ProFlip: Targeted Trojan Attack With Progressive Bit Flips

The security of Deep Neural Networks (DNNs) is of great importance due to their employment in various safety-critical applications. DNNs are shown to be vulnerable against the Trojan attack that manipulates the model parameters via poisoned training and gets activated by the pre-defined trigger in inputs during inference. In this work, we present ProFlip, the first targeted Trojan attack framework that can divert the prediction of the DNN to the target class by progressively identifying and flipping a small set of bits in model parameters. At its core, ProFlip consists of three key phases: (i) Determining significant neurons in the last layer; (ii) Generating an effective trigger pattern for the target class; (iii) Identifying a sequence of susceptible bits of DNN parameters stored in the main memory (e.g., DRAM).
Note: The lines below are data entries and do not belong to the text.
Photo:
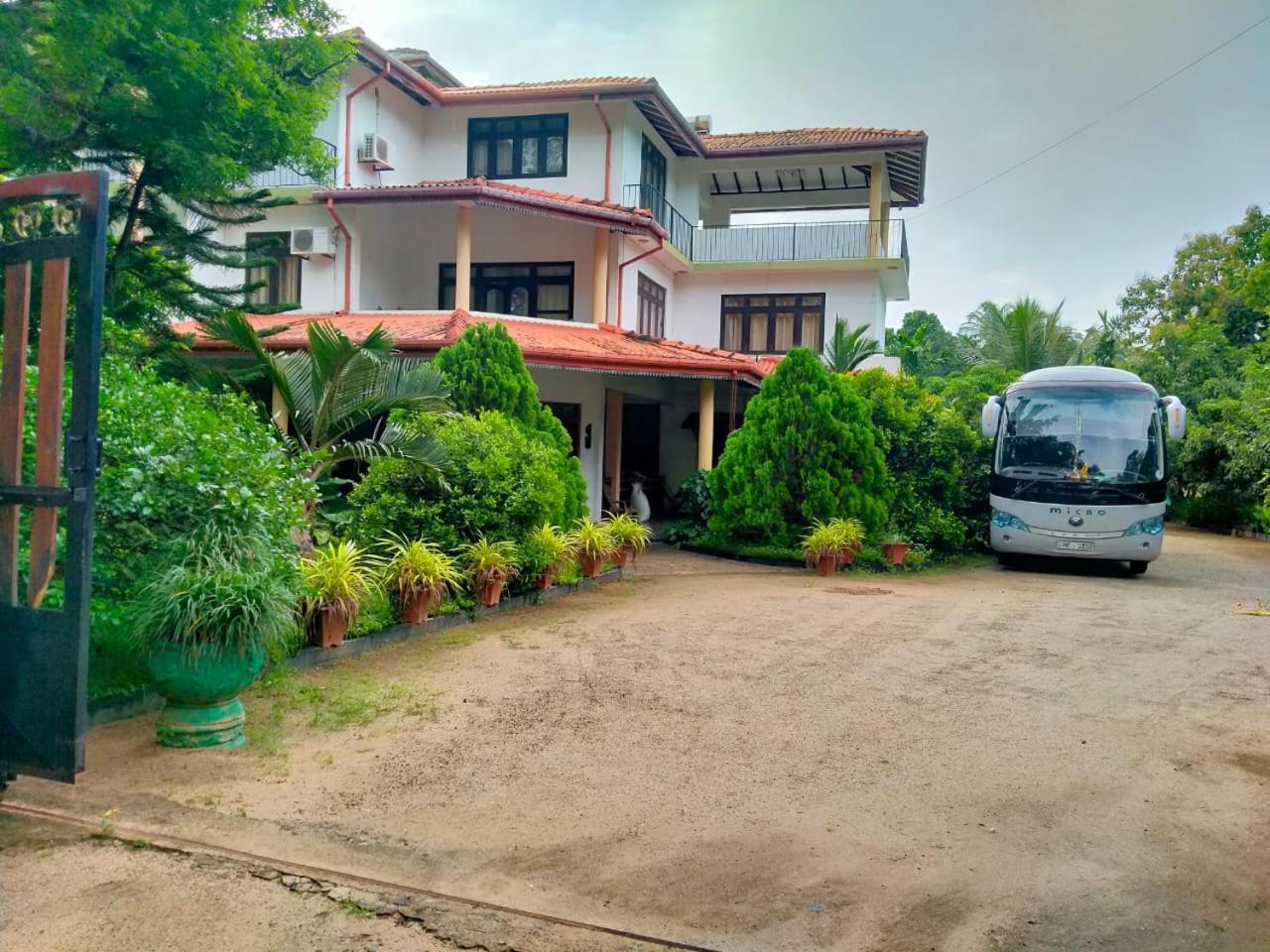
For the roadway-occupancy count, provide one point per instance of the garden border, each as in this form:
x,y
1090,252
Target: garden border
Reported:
x,y
122,707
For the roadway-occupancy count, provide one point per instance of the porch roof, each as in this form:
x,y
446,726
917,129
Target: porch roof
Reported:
x,y
585,347
504,194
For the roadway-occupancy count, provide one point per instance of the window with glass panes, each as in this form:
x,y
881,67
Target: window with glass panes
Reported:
x,y
652,307
518,146
524,290
771,324
281,276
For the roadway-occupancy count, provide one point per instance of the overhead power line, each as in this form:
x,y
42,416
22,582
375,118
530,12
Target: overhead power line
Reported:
x,y
1089,125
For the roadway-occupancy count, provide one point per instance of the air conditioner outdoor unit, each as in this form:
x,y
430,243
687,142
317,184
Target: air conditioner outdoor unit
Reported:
x,y
312,241
375,150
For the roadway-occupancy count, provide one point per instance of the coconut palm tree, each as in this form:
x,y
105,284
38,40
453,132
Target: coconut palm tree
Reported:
x,y
847,349
338,386
1020,335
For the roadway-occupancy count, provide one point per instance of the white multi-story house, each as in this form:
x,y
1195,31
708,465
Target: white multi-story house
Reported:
x,y
601,226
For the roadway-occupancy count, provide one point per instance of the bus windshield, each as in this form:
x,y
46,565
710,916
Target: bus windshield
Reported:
x,y
1080,434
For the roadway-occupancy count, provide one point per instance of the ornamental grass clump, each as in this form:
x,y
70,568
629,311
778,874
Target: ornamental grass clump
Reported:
x,y
421,574
629,535
489,565
336,578
593,543
547,549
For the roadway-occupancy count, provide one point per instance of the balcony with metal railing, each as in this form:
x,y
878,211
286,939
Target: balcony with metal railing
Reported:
x,y
286,177
778,241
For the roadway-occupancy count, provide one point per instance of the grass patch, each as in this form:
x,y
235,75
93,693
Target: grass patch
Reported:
x,y
327,701
354,909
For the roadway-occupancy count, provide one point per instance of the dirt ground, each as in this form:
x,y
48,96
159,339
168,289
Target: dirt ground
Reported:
x,y
753,758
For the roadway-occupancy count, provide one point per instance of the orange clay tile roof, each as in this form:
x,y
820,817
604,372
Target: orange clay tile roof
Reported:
x,y
498,193
816,136
545,343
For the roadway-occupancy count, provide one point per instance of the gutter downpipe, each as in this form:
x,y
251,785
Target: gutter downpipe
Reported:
x,y
348,254
621,270
608,146
348,121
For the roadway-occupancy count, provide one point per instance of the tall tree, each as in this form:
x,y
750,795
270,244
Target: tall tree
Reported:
x,y
847,348
1020,335
925,348
183,102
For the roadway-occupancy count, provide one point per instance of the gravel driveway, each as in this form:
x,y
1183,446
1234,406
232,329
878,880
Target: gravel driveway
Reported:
x,y
756,760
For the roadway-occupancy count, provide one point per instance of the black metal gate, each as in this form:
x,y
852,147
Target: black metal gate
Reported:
x,y
53,238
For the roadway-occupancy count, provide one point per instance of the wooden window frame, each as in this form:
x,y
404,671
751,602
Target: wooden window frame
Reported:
x,y
534,281
520,136
747,308
281,254
651,298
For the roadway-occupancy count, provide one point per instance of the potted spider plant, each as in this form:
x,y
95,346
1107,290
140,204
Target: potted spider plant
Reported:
x,y
896,547
489,565
630,537
544,552
421,574
593,543
336,578
849,535
822,547
206,626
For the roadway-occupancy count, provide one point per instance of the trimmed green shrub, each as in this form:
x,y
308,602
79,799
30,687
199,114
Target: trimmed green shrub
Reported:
x,y
807,451
502,483
485,371
939,463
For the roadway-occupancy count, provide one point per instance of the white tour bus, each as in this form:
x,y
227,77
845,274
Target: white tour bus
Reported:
x,y
1079,465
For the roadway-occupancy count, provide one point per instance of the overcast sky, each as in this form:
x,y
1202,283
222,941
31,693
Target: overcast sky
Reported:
x,y
989,82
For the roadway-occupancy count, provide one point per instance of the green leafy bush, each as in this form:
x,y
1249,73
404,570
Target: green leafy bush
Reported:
x,y
807,451
939,463
485,371
502,483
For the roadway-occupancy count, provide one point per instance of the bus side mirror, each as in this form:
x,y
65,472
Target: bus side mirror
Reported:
x,y
1175,416
991,417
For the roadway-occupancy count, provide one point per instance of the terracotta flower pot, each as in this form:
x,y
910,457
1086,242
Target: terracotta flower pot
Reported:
x,y
489,592
896,551
327,627
417,606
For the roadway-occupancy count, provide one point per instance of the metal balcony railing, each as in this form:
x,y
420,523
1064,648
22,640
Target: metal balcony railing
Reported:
x,y
286,177
783,241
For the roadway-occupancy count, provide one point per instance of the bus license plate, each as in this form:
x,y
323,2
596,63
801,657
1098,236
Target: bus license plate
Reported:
x,y
1076,546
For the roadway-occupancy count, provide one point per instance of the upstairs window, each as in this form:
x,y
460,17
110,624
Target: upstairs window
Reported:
x,y
518,146
652,307
771,324
521,290
281,277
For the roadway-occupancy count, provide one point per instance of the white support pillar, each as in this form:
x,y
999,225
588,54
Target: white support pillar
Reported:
x,y
278,412
599,278
463,259
705,425
876,182
613,402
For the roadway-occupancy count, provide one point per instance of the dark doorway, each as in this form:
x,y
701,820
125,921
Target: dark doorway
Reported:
x,y
642,452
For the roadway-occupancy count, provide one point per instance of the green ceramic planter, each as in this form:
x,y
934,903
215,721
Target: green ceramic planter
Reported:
x,y
203,707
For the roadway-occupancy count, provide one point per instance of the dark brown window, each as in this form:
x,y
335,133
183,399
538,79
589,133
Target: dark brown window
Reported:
x,y
281,277
525,290
518,146
771,324
652,307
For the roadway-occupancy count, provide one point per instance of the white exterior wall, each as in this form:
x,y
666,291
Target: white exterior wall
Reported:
x,y
855,296
403,249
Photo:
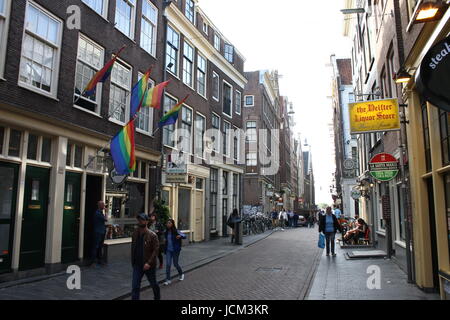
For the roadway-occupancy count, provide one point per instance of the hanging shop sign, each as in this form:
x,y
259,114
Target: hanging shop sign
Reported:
x,y
374,116
383,167
433,77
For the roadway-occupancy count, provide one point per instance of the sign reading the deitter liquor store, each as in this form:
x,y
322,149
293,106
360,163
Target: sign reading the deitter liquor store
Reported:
x,y
383,167
374,116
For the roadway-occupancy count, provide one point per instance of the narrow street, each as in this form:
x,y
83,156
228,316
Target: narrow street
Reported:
x,y
279,267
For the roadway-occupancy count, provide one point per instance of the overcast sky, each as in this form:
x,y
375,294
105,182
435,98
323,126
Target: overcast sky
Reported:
x,y
296,37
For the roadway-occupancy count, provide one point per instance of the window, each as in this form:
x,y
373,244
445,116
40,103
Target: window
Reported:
x,y
188,63
216,42
445,136
426,136
238,102
200,127
214,186
149,24
251,131
125,16
89,61
40,51
227,99
215,85
119,97
186,129
236,141
144,118
15,141
235,190
169,131
4,22
173,44
190,10
229,52
226,138
249,101
99,6
201,75
251,159
216,137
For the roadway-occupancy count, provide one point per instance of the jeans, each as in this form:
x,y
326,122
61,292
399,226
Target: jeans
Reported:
x,y
169,256
138,273
329,237
97,247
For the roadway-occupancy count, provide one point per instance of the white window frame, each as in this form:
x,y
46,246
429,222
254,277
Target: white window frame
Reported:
x,y
175,127
200,56
203,136
127,106
219,137
245,101
4,36
218,87
151,114
231,100
217,43
55,68
154,41
98,98
104,13
191,138
177,65
227,152
193,11
186,43
240,103
132,3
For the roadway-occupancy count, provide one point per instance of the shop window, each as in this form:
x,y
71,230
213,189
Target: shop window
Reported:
x,y
46,151
447,197
78,157
15,139
32,147
199,183
69,155
2,137
426,136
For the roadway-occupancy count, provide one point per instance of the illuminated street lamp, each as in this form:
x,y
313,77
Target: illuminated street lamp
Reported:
x,y
429,10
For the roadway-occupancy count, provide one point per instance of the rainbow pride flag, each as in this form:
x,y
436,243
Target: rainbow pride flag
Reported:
x,y
101,75
153,96
171,117
138,94
122,149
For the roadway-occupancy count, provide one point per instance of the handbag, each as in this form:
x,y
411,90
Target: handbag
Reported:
x,y
321,242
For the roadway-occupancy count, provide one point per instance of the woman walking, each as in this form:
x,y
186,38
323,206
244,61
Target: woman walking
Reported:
x,y
173,249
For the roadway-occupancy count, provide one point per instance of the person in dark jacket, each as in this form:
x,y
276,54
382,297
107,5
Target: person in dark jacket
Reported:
x,y
99,221
157,228
144,249
172,249
328,224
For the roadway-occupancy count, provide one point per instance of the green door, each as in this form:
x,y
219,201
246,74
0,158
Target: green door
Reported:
x,y
71,218
8,192
34,222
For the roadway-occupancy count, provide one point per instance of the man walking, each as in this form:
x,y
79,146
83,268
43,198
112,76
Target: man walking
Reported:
x,y
144,250
99,221
328,224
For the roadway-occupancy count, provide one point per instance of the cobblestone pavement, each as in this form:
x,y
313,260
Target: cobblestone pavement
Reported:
x,y
113,281
341,279
279,267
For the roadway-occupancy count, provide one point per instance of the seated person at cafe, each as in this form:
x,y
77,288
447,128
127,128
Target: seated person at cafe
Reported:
x,y
357,232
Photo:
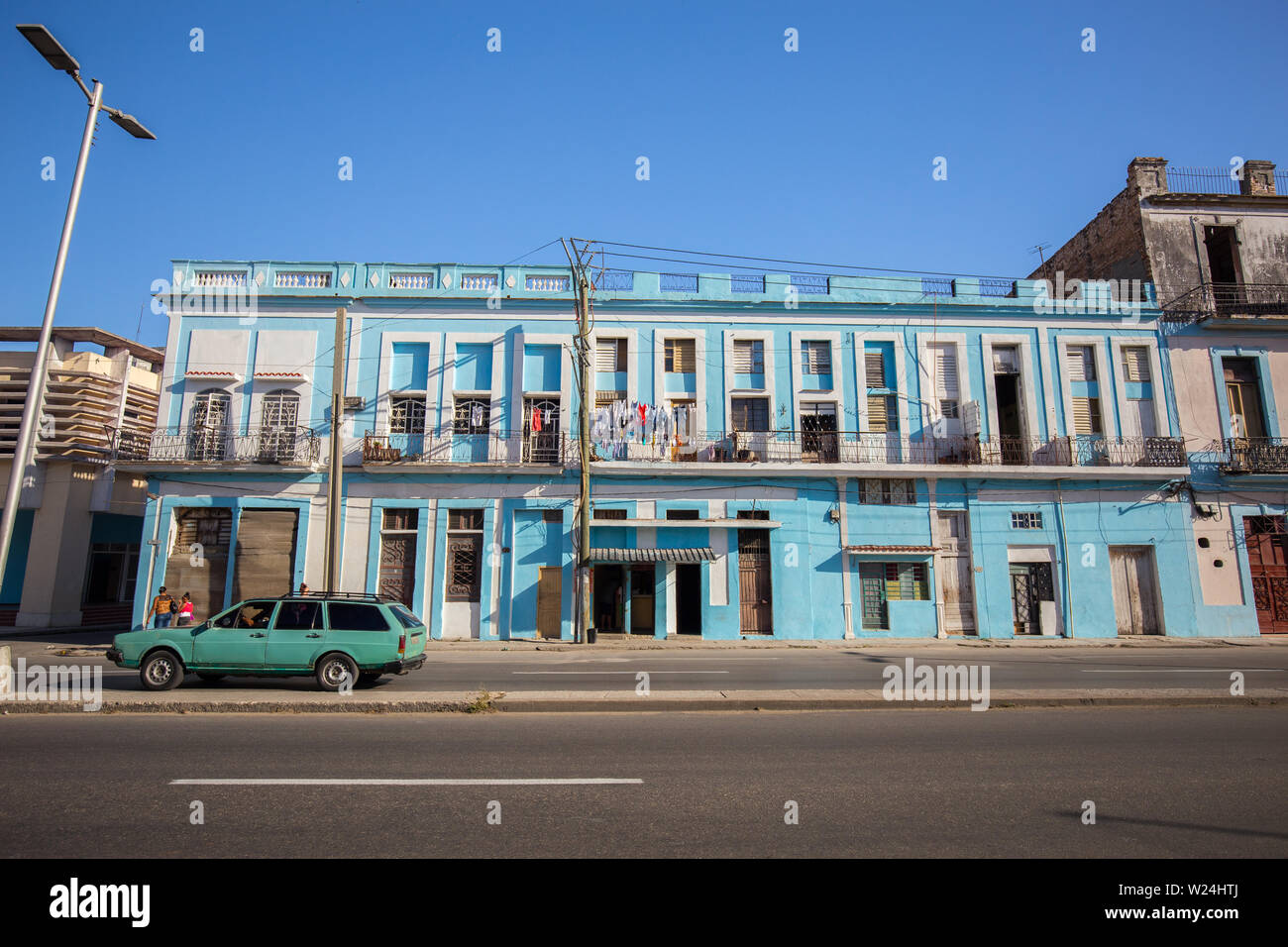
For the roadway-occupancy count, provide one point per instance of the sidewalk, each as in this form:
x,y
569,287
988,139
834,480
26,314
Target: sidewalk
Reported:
x,y
621,701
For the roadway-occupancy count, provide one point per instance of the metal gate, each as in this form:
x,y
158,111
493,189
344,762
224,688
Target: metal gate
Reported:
x,y
755,596
1030,583
1266,540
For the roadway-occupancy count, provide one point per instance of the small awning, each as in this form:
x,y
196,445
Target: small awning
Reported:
x,y
688,554
892,549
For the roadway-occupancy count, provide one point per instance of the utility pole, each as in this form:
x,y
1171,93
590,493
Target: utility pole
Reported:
x,y
336,462
583,348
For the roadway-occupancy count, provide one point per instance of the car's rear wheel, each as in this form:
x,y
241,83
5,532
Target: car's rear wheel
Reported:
x,y
334,671
161,671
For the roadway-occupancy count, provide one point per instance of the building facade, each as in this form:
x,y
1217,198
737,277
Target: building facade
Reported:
x,y
75,552
1215,243
794,457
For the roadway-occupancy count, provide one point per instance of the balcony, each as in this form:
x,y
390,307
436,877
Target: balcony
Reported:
x,y
1228,300
283,446
1244,455
885,450
492,447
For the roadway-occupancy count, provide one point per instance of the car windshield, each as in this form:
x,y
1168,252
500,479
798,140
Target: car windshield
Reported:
x,y
404,615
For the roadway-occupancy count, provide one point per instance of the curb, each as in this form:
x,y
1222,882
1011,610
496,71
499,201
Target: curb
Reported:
x,y
645,705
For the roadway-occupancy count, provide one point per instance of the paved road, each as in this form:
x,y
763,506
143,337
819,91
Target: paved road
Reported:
x,y
841,669
1166,784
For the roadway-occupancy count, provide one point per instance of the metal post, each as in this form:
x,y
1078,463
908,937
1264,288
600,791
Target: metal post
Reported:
x,y
336,462
584,437
22,453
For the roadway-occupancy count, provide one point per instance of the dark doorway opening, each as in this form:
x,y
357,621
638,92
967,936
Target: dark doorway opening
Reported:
x,y
688,599
609,598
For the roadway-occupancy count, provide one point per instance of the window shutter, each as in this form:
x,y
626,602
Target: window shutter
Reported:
x,y
874,367
945,371
1080,364
879,416
608,356
1136,364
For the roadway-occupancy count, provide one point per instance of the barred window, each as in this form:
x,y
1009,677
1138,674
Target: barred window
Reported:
x,y
888,492
472,415
406,415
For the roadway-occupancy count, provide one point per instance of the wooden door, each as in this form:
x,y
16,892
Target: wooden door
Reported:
x,y
549,600
954,577
755,595
398,567
1134,590
265,561
1266,539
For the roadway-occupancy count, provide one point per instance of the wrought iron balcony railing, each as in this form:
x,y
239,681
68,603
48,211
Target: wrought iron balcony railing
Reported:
x,y
492,447
1228,300
214,445
1253,454
851,447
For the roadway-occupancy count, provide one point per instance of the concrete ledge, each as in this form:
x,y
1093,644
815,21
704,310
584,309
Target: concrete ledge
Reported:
x,y
617,701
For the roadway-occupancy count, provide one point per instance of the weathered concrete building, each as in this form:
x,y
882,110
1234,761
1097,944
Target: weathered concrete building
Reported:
x,y
1215,243
76,538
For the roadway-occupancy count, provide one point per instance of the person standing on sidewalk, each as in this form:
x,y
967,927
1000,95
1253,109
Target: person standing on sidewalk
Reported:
x,y
163,607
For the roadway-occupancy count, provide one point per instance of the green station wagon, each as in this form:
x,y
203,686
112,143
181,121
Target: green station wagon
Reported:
x,y
342,639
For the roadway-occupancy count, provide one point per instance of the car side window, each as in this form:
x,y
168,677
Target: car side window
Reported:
x,y
348,616
299,616
256,615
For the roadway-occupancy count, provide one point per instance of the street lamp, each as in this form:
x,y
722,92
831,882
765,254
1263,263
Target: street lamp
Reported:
x,y
22,454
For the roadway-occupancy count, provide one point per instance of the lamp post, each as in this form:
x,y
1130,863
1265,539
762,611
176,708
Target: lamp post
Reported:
x,y
22,454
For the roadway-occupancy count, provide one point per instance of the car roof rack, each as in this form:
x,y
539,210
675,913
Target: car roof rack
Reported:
x,y
340,595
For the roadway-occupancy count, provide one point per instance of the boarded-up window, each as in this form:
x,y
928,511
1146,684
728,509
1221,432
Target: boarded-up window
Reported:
x,y
1086,416
1136,364
1081,361
874,368
265,558
681,356
815,359
748,357
610,355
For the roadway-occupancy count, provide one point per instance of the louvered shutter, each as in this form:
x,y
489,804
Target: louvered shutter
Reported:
x,y
606,355
1136,364
1080,364
945,371
879,416
874,367
1086,416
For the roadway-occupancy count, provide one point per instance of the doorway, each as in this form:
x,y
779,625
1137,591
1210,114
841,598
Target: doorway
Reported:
x,y
1134,583
688,599
1030,586
609,591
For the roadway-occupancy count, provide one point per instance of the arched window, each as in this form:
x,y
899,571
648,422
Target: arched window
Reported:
x,y
278,425
209,427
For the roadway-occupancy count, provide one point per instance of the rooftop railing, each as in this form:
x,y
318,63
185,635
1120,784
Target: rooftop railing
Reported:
x,y
219,445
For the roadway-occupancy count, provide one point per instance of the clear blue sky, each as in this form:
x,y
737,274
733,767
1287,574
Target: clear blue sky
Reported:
x,y
462,155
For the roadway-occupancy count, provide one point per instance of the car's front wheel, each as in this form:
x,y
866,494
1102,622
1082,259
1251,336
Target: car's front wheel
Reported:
x,y
161,671
335,672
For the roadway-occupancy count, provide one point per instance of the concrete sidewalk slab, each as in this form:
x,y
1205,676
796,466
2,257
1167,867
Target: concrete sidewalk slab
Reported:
x,y
617,701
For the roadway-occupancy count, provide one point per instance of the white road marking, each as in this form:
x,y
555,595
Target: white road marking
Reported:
x,y
408,783
1185,671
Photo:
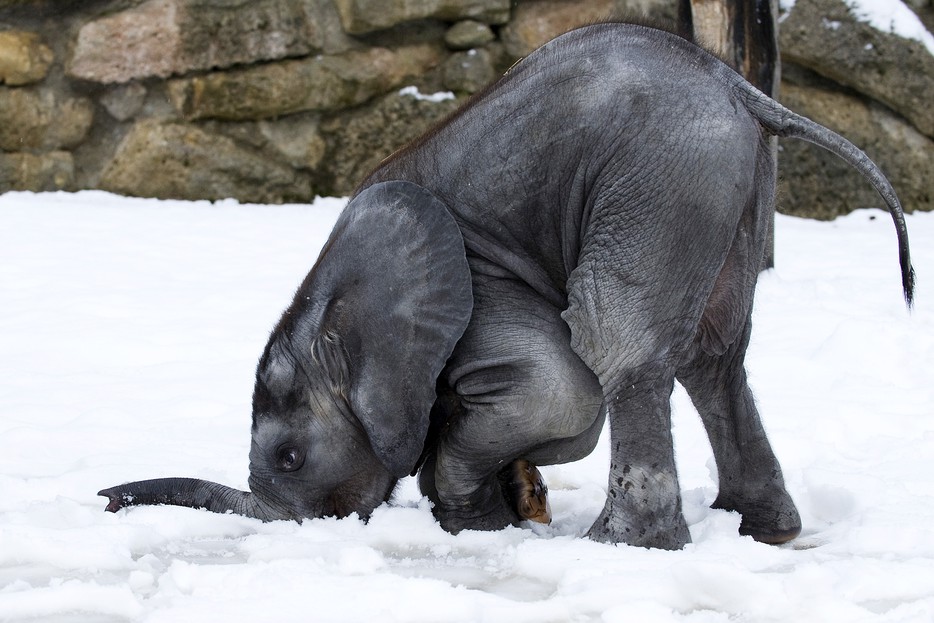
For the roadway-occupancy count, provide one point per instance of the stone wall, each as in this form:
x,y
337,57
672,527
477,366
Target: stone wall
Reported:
x,y
282,100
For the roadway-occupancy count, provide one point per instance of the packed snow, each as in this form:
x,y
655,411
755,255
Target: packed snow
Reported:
x,y
130,330
890,16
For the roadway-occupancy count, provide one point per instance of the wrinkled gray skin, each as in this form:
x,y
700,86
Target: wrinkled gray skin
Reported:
x,y
561,250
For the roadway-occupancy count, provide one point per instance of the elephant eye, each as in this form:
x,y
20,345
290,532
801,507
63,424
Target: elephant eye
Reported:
x,y
289,458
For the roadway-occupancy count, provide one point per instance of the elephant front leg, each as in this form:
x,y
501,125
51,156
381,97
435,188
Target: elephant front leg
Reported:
x,y
525,490
643,505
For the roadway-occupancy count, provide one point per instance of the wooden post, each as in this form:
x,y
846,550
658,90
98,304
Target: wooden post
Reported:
x,y
744,33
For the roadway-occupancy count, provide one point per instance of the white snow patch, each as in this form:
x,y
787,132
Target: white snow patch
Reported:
x,y
892,16
440,96
130,331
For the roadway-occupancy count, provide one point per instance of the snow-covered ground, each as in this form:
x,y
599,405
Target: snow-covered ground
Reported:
x,y
129,331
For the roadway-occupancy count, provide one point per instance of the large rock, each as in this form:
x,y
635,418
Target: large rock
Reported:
x,y
37,172
363,16
165,37
322,83
535,22
469,71
359,140
825,37
24,59
42,120
168,160
815,183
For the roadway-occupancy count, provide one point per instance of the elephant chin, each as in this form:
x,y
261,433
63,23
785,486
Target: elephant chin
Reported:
x,y
192,493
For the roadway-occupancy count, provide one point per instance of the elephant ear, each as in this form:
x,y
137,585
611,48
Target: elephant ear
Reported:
x,y
399,296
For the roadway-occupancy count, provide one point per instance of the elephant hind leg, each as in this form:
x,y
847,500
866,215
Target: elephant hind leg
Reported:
x,y
750,478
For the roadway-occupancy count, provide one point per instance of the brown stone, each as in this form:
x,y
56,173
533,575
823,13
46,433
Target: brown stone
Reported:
x,y
536,23
823,36
468,34
36,172
42,120
165,37
363,16
184,162
323,83
817,184
360,139
24,59
470,71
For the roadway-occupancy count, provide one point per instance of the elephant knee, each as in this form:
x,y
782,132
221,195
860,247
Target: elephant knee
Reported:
x,y
565,401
After model deployment, the adversary can insert the Trojan by flipping the critical bits found by ProFlip using bit flip techniques such as Row Hammer or laser beams. As the result, the altered DNN predicts the target class when the trigger pattern is present in any inputs. We perform extensive evaluations of ProFlip on CIFAR10, SVHN, and ImageNet datasets with ResNet-18 and VGG-16 architectures. Empirical results show that, to reach an attack success rate (ASR) of over 94%, ProFlip requires only 12 bit flips out of 88 million parameter bits for ResNet-18 with CIFAR-10, and 15 bit flips for ResNet-18 with ImageNet. Compared to the SOTA, ProFlip reduces the number of required bits flips by 28x 34x while reaching the same level of ASR.